The sleeve 36 may facilitate guiding the fastener 38 through the multi-cavity object 32 to prevent interference of the cavities 48, 50, thereby ensuring engagement with the receiving hole 62. The sleeve 36 may be relatively simple to manufacture and provides an inexpensive, low weight solution to fastening through the multi-cavity object 32. Fastening directly through the multi-cavity object 32 may provide space and packaging advantages, such as in the packaging space of the battery pack 22 for the electrified vehicle 20.
Although the different non-limiting embodiments are illustrates as having specific components or steps, the embodiments of this disclosure are not limited to those particular combinations. It is possible to use some of the components or features from any of the non-limiting embodiments in combination with features or components from any of the other non-limiting embodiments. In other words, placement and orientation of the various components of fastening assembly 30 are shown schematically and could vary within the scope of this disclosure. For example, although the multi-cavity object 32 is illustrated and described with reference to a single divider 42 and two cavities 48, 50, multi-cavity object 32 may have any number of dividers and cavities between the top 40 and bottom 44. Additionally, the contents of this disclosure may be applicable to fastening an object including only a single cavity.

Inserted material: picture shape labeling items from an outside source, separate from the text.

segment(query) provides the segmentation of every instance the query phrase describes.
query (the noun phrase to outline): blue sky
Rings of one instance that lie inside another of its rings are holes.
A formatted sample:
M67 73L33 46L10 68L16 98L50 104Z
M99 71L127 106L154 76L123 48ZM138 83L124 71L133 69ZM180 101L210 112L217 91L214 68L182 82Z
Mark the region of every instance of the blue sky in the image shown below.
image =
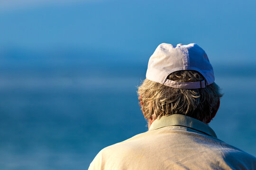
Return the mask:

The various figures accompanying this disclosure are not necessarily drawn to scale, and some features may be exaggerated or minimized to emphasize certain details of a particular component. It should be understood that like reference numerals identify corresponding or similar elements through the several drawings. It should also be understood that although a particular component arrangement is disclosed and illustrated in these exemplary embodiments, other arrangements could also benefit from the teachings of this disclosure.
The foregoing description shall be interpreted as illustrative and not in any limiting sense. A worker of ordinary skill in the art would understand that certain modifications could come within the scope of this disclosure. For these reasons, the following claims should be studied to determine the true scope and content of this disclosure.